SourceBS-Net: learning COVID-19 pneumonia severity on a large Chest X-Ray dataset
Year2000
Data SourceCC BY-SA - https://paperswithcode.com

BS-Net is an architecture for COVID-19 severity prediction based on clinical data from different modalities. The architecture comprises 1) a shared multi-task feature extraction backbone, 2) a lung segmentation branch, 3) an original registration mechanism that acts as a ”multi-resolution feature alignment” block operating on the encoding backbone , and 4) a multi-regional classification part for the final six-valued score estimation.

All these blocks act together in the final training thanks to a loss specifically crated for this task. This loss guarantees also performance robustness, comprising a differentiable version of the target discrete metric. The learning phase operates in a weakly-supervised fashion. This is due to the fact that difficulties and pitfalls in the visual interpretation of the disease signs on CXRs (spanning from subtle findings to heavy lung impairment), and the lack of detailed localization information, produces unavoidable inter-rater variability among radiologists in assigning scores.

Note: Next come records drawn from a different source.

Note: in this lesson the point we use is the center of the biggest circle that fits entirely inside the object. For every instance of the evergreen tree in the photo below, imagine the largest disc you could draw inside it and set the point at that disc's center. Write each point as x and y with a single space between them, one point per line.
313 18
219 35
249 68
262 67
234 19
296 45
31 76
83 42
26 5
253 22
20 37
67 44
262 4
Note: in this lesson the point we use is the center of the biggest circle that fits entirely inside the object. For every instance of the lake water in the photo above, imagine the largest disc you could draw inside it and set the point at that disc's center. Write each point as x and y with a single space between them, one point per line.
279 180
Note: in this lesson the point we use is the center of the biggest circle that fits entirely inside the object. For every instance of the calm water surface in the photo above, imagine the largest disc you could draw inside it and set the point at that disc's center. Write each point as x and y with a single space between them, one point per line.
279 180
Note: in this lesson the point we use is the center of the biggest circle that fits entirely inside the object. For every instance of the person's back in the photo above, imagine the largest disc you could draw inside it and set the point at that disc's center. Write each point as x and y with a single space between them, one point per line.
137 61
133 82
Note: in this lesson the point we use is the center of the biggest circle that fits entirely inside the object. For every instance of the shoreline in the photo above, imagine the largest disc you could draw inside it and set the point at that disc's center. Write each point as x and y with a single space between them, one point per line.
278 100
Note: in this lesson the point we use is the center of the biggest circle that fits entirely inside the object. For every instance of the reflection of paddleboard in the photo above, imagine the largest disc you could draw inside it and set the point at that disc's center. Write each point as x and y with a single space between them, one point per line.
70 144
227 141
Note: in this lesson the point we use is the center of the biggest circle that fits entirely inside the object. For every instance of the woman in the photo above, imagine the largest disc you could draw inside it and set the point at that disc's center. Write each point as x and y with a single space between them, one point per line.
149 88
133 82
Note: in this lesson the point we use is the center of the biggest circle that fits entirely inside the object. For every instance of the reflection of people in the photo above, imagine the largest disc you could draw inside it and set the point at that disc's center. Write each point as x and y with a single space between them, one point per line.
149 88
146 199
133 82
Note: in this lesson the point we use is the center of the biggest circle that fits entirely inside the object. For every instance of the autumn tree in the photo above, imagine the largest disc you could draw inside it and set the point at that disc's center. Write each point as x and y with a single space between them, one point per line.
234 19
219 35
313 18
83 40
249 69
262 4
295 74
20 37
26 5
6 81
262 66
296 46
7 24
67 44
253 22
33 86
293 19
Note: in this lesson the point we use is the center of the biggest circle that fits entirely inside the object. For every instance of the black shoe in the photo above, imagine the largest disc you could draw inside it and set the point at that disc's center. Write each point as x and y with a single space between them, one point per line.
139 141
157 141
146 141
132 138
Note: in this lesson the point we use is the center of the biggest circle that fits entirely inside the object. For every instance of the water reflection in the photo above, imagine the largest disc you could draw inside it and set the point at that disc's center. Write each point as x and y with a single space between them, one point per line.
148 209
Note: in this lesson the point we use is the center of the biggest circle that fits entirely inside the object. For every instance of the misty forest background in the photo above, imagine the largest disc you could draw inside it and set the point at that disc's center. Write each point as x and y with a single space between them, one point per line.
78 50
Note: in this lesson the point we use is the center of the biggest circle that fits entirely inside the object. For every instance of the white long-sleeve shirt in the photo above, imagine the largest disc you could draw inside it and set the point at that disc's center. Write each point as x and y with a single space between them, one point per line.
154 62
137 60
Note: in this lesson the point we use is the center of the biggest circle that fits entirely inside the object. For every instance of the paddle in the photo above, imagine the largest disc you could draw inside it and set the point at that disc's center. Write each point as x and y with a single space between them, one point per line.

Specifically the architectural details are:

  • The input image is processed with a convolutional backbone; the authors opt for a ResNet-18.
  • Segmentation is performed by a nested version of U-Net (U-Net++).
  • Alignment is estimated through the segmentation probability map produced by the U-Net++ decoder, which is achieved through a spatial transformer network -- able to estimate the spatial transform matrix in order to center, rotate, and correctly zoom the lungs. After alignment at various scales, features are forward to a ROIPool.
  • The alignment block is pre-trained on the synthetic alignment dataset in a weakly-supervised setting, using a Dice loss.
  • The scoring head uses FPNs for the combination of multi-scale feature maps. The multiresolution feature aligner produces input feature maps that are well focused on the specific area of interest. Eventually, the output of the FPN layer flows in a series of convolutional blocks to retrieve the output map. The classification is performed by a final Global Average Pooling layer and a SoftMax activation.
  • The Loss function used for training is a sparse categorical cross entropy (SCCE) with a (differentiable) mean absolute error contribution.